Nous nous entassons avec 10 autres personnes et les valises de tout le monde dans un minibus déglingué aux sièges défoncés qui nous emmène à notre hôtel. Les rues cahoteuses sont plongées dans le noir: panne d'électricité. Les gens ont allumé des feux dans les rues pour s'éclairer. Ça nous permet de voir les vaches sacrées et les chiens errants qui cherchent à manger dans les amoncellements de déchets. Des centaines de personnes dont on distingue les silhouettes mouvantes marchent dans la rue. Le chauffeur se fraie un chemin à grands coups de klaxon. C'est la façon de conduire ici: on fonce dans le tas en klaxonnant. Il n'y a pas de grande route qui relie l'aéroport au quartier touristique de Thamel. Nous empruntons des petites rues à peine plus larges que la ruelle derrière chez nous, et l'on entend des bruits de métal froissé lorsqu'on croise un autre véhicule. Les ronds-points sont paralysés par les véhicules qui se croisent, sans respecter aucun ordre, ni aucune priorité.

L'hôtel n'a pas notre réservation, malgré une confirmation qui nous a été envoyée par courriel. On nous envoie dans un autre hôtel, deux coins de rues plus loin, où l'on nous demande un prix exorbitant (50$US) pour une chambre miteuse. Nous changerons d'hôtel le lendemain, pour trouver une jolie chambre lumineuse, mais les lits sont durs et la salle de bain miniature a une prise d'air sur celle du voisin (bonjour les odeurs et les bruits disgracieux!).

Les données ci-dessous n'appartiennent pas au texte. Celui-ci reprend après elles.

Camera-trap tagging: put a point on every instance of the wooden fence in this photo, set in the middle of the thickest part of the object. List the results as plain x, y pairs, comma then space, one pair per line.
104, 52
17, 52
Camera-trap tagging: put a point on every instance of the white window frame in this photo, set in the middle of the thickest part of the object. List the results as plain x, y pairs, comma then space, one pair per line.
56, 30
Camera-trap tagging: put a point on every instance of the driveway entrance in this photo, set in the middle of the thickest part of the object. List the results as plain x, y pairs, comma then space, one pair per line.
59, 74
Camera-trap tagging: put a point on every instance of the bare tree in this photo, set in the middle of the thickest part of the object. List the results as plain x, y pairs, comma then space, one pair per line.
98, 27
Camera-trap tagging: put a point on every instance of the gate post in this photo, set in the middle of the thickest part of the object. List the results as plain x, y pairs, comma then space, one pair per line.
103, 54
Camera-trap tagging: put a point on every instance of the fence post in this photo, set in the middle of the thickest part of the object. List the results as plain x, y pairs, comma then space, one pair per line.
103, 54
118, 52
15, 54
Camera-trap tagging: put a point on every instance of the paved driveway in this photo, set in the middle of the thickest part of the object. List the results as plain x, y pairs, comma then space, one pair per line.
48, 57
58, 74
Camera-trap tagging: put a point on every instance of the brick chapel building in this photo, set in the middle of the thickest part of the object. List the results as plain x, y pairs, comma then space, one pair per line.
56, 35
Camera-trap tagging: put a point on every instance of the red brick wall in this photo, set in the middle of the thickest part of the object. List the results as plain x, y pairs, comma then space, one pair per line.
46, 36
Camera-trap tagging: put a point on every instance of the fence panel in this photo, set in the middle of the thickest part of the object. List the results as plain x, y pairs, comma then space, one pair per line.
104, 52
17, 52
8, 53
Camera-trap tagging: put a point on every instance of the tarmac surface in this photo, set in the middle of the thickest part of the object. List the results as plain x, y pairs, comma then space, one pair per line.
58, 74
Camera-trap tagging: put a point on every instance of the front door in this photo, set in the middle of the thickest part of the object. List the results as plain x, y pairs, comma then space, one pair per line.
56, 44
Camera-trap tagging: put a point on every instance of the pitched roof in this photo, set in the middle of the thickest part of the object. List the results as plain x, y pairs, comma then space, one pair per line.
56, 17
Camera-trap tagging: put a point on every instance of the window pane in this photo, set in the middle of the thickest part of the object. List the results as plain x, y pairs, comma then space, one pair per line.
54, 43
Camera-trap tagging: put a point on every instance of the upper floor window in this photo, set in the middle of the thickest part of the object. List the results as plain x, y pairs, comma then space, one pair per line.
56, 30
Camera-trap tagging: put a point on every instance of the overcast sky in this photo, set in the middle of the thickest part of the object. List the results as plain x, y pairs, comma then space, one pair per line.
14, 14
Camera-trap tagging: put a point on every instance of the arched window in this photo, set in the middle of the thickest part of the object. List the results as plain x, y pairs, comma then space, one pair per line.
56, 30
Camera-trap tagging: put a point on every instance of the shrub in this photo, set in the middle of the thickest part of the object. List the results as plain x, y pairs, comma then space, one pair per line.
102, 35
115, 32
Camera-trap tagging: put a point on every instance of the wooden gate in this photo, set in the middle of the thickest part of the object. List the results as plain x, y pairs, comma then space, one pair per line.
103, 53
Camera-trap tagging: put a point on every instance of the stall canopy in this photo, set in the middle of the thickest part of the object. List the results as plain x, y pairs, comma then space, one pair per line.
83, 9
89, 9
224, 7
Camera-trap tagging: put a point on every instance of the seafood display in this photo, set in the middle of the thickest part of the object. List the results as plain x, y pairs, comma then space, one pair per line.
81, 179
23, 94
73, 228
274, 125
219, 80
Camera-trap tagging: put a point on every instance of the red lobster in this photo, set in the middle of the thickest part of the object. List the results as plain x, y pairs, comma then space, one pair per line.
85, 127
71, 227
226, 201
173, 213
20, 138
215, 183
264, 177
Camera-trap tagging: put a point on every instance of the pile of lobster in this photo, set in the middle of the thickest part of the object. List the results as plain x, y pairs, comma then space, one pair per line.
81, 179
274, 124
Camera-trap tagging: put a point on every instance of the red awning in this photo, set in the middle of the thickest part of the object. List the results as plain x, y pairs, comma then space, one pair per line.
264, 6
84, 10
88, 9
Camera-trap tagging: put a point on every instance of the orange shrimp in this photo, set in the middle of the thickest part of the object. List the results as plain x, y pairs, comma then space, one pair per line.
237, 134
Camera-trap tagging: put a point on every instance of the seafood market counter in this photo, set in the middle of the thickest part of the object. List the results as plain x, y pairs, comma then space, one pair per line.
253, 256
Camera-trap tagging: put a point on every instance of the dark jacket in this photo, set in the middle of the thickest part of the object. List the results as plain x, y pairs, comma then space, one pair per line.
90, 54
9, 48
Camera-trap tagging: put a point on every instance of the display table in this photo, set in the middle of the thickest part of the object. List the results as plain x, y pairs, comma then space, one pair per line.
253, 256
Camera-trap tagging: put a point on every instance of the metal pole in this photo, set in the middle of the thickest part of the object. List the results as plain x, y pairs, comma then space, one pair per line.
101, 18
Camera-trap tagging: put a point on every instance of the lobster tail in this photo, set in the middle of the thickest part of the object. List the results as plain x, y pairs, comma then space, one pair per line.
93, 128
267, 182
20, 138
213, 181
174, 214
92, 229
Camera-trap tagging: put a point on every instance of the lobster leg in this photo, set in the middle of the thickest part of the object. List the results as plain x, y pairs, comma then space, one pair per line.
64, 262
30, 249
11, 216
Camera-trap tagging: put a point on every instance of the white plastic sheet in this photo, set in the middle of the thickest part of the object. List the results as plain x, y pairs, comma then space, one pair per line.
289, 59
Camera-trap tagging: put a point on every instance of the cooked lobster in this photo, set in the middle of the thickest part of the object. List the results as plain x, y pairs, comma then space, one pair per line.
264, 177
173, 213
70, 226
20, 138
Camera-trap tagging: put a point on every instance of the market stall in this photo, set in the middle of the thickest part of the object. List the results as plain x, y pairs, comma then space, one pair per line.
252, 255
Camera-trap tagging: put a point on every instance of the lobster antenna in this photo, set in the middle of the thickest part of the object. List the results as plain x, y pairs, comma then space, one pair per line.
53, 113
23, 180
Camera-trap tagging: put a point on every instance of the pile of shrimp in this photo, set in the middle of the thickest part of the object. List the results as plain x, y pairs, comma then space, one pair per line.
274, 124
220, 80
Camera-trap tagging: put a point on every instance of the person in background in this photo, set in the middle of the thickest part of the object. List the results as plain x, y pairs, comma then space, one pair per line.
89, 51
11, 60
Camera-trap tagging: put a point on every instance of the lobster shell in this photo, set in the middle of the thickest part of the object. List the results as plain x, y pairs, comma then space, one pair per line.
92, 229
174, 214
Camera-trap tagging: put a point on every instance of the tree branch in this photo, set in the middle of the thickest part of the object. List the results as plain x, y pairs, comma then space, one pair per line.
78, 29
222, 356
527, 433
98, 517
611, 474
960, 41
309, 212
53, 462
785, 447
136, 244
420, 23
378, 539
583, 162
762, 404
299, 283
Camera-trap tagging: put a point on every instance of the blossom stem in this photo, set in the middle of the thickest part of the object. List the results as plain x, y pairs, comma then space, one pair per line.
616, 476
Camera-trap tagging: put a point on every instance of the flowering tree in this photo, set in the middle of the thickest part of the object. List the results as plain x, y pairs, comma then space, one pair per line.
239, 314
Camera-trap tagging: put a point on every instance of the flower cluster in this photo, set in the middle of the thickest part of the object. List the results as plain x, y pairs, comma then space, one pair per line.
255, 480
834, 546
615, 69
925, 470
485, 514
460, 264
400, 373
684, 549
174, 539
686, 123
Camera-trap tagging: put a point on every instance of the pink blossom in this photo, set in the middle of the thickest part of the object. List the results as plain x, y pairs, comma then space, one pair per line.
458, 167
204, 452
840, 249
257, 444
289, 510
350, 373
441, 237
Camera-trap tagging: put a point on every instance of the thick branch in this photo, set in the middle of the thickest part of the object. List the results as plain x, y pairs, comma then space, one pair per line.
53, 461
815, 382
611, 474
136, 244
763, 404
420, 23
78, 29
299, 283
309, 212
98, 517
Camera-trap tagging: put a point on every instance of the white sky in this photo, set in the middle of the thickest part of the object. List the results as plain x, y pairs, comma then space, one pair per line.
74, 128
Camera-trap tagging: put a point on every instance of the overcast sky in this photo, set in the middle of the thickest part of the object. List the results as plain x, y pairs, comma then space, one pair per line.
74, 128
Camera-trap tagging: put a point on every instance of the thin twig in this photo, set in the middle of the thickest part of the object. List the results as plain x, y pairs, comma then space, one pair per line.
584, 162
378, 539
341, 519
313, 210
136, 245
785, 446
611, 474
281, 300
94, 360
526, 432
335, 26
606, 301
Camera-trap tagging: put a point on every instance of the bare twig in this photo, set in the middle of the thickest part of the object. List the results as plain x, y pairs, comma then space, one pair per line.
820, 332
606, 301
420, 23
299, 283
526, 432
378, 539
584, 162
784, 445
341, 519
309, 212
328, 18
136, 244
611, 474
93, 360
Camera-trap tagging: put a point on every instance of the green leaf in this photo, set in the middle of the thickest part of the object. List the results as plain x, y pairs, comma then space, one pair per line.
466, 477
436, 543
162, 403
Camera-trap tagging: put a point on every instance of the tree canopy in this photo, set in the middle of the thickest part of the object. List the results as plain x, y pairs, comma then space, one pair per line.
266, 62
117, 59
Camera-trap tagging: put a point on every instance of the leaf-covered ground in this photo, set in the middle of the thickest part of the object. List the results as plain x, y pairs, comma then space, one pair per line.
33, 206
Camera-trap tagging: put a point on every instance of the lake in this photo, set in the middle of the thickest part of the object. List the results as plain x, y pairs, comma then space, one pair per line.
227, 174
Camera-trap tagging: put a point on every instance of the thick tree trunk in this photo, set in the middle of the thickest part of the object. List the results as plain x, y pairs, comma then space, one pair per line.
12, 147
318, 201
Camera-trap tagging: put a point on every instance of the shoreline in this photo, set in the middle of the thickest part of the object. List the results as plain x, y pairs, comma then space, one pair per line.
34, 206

Je l'avais dit que je n'avais plus 20 ans et que j'aurais besoin d'un certain confort. Je ne serai bien que lorsqu'on trouvera l'hôtel Ganesh Himal, où l'on louera une suite (un peu d'intimité pour les parents, grâce aux deux pièces séparées) dotée de lits confortables, d'oreillers moelleux, d'une salle de bain ultra-propre et d'un joli jardin fleuri.

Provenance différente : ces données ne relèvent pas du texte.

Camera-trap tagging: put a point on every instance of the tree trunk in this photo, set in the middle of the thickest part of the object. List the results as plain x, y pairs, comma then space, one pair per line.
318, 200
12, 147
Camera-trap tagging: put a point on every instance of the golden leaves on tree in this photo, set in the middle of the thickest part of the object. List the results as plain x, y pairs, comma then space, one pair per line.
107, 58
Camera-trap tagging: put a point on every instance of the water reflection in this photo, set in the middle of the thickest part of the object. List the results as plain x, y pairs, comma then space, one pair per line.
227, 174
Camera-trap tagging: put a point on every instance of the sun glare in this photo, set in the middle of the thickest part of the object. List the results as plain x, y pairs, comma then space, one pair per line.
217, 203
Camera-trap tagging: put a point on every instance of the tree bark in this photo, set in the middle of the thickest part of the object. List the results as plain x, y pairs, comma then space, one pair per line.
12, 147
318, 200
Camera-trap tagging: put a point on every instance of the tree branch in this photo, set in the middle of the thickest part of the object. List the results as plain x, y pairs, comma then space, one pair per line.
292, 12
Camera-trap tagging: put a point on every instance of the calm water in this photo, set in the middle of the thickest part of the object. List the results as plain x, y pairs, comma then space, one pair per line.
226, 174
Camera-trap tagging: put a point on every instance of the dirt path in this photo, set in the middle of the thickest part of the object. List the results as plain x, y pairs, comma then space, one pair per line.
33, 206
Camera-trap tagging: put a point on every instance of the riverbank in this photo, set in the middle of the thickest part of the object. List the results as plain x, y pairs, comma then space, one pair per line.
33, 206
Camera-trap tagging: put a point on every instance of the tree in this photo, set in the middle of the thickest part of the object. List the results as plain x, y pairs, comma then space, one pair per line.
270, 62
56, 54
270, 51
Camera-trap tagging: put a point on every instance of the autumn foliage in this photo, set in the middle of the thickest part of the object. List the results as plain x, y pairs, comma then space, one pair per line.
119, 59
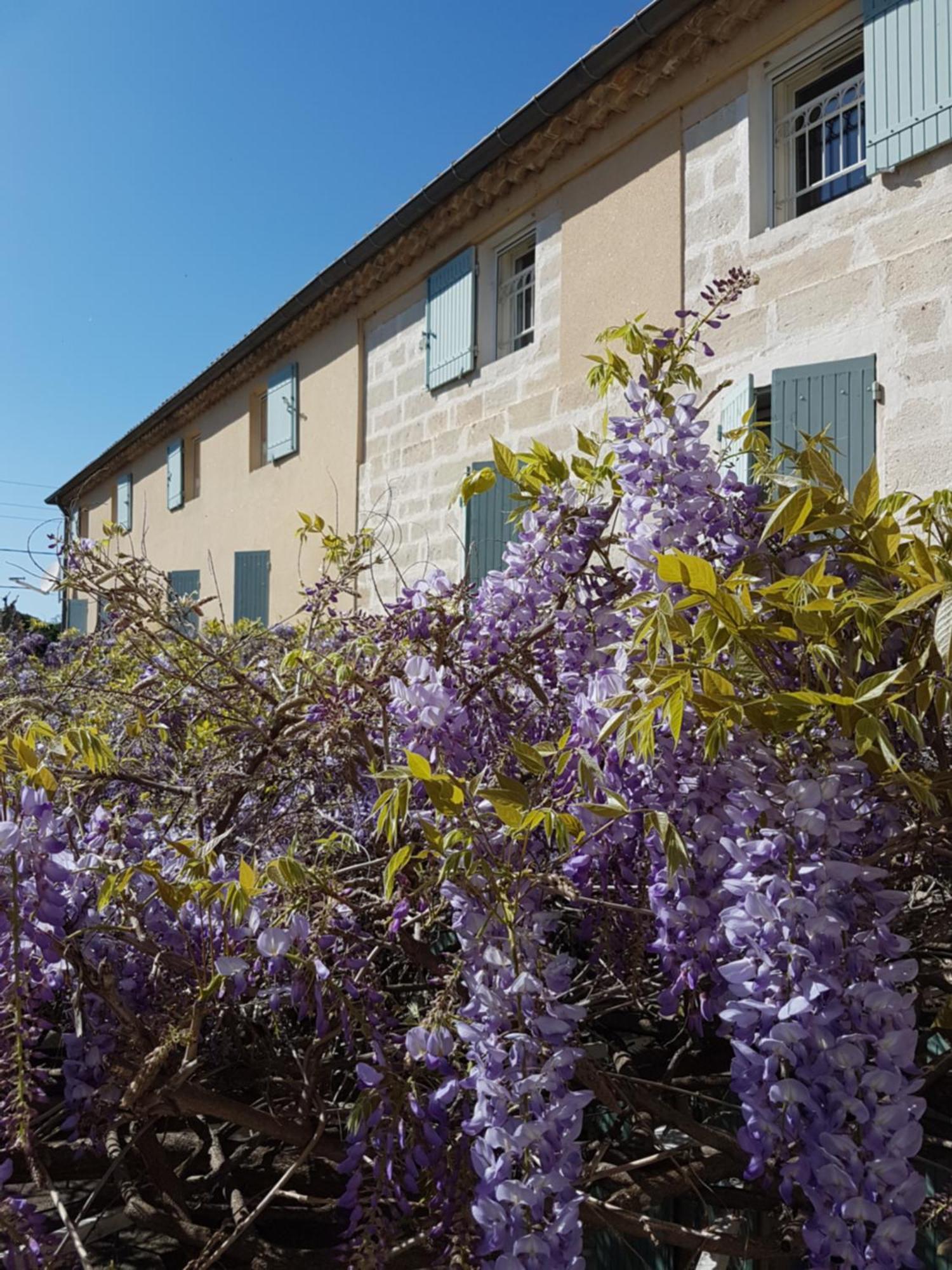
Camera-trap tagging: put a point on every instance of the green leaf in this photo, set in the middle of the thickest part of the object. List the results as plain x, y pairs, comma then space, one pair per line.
478, 483
530, 758
876, 685
868, 492
446, 794
418, 765
394, 866
508, 811
691, 571
506, 460
790, 515
248, 878
942, 629
916, 600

Mais malgré cela, je suis mal à l'aise. Je n'ai pas envie de visiter. Fatigue du voyage, peut-être – ça fait cinq semaines que nous sommes partis. Mais surtout, je suis en plein choc culturel. C'est pourtant la troisième fois que je visite le Népal, je savais à quoi m'attendre... La présence de mes enfants me fait toutefois voir les choses d'un autre oeil. Je me demande à quoi je les expose en les entraînant ainsi dans un pays du tiers-monde, poussiéreux, pollué, où l'électricité manque tous les jours, où les motos nous foncent dessus à toute allure en nous laissant à peine le temps de nous tasser, avec des bandes de chiens errants dans les rues, des gens qui crachent partout, qui font leurs besoins n'importe où (les chiens, les vaches sacrées et les gens aussi, puisque seulement 40% des Népalais ont accès à des toilettes), qui ignorent les règles d'hygiène les plus élémentaires, qui jettent leurs déchets aux coins des rues, sur les terrains vagues et dans les rivières qui sont des égouts à ciel ouvert... et avec des cas de grippe H1N1 qui se déclarent ici aussi, il y a de quoi freaker!

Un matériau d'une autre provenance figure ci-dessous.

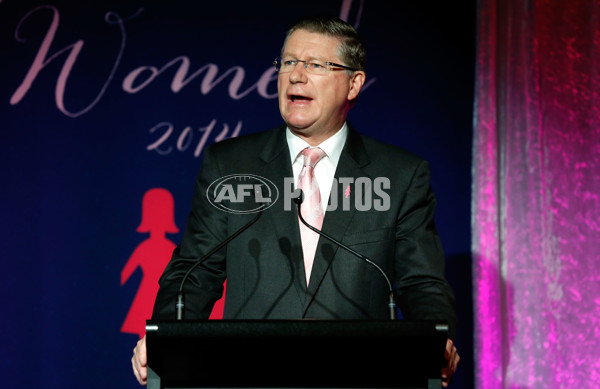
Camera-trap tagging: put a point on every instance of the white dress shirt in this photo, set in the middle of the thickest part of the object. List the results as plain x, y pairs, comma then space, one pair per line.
325, 168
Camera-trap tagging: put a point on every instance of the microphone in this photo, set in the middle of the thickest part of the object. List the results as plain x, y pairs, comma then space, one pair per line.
180, 305
298, 197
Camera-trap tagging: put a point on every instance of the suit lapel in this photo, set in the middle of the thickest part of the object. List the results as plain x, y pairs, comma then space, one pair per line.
283, 217
336, 222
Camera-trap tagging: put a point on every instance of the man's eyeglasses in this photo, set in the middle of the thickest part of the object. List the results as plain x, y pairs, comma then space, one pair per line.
285, 65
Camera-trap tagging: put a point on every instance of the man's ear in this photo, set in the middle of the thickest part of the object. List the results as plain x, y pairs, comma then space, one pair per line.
356, 81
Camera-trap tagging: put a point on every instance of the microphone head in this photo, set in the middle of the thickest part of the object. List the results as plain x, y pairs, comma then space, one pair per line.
298, 196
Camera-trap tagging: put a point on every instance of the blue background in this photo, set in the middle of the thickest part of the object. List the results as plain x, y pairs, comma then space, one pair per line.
72, 186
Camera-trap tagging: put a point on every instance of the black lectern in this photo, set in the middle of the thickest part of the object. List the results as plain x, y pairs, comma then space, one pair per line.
295, 354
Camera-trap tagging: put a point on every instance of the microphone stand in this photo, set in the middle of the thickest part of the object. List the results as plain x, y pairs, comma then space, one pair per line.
180, 305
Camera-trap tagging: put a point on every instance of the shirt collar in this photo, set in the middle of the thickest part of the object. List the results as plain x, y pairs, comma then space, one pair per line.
332, 146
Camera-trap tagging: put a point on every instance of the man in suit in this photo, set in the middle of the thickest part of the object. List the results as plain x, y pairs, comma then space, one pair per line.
272, 271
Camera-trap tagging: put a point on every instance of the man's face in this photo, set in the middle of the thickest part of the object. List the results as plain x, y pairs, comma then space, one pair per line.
315, 106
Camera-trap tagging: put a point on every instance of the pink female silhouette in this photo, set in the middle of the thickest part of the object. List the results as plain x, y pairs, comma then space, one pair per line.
152, 256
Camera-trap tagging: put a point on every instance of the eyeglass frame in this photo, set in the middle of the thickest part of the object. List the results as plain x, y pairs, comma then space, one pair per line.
279, 60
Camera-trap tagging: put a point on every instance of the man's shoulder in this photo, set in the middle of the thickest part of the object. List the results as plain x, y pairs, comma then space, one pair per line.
388, 154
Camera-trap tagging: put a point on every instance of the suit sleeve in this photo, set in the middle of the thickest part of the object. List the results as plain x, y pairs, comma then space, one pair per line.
206, 227
423, 292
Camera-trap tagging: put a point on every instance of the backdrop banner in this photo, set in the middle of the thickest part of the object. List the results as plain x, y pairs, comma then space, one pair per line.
105, 110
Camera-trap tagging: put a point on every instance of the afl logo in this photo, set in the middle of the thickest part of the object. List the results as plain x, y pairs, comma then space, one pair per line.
242, 193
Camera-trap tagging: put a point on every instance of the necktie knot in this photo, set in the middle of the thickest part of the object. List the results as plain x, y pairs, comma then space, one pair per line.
312, 156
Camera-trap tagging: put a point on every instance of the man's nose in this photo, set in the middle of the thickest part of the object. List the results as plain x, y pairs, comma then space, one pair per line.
299, 73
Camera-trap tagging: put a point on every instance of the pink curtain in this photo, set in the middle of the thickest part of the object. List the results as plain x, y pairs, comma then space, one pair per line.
536, 189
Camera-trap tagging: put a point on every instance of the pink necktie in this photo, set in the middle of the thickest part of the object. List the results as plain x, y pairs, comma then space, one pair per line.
311, 206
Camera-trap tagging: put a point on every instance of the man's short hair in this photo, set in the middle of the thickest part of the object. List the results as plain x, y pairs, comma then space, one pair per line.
352, 49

Je m'inquiète pour les dangers qui guettent mes filles, mais au moins, si elles se font mal ou tombent malades, on va les soigner. Alors que ce pays malade et ses habitants, qui va les soigner? Comment vont-ils s'en sortir? Je suis révoltée par le manque d'accès à l'éducation – 70% des enfants vont à l'école, mais seulement 7% se rendent en dixième année, parce que les parents doivent payer -, par le manque de soins – il faut payer pour aller à l'hôpital -, par le système de castes qui, bien qu'illégal, régit encore les rapports sociaux, par les abus commis envers les femmes, qui travaillent bien plus fort que les hommes et sont souvent traitées comme des moins que rien. J'enrage en voyant des enfants sniffer de l'essence et mendier dans les rues. Même quand on se promène autour des temples bouddhistes ou hindouistes – des endroits magnifiques – je ne peux m'empêcher de penser que les gens perdent leur temps en sonnant des cloches ou en faisant tourner des roues de prières. Ne devraient-ils pas travailler à améliorer leur sort et celui de leurs concitoyens? Et les dons fait à Bouddha, pour l'entretien de tous ces temples, ne devraient-ils pas servir à éduquer les enfants? L'encens qu'ils font brûler est une offrande aux dieux, mais il sert aussi à masquer les odeurs. Mais pourquoi ne pas ramasser ses déchets, plutôt?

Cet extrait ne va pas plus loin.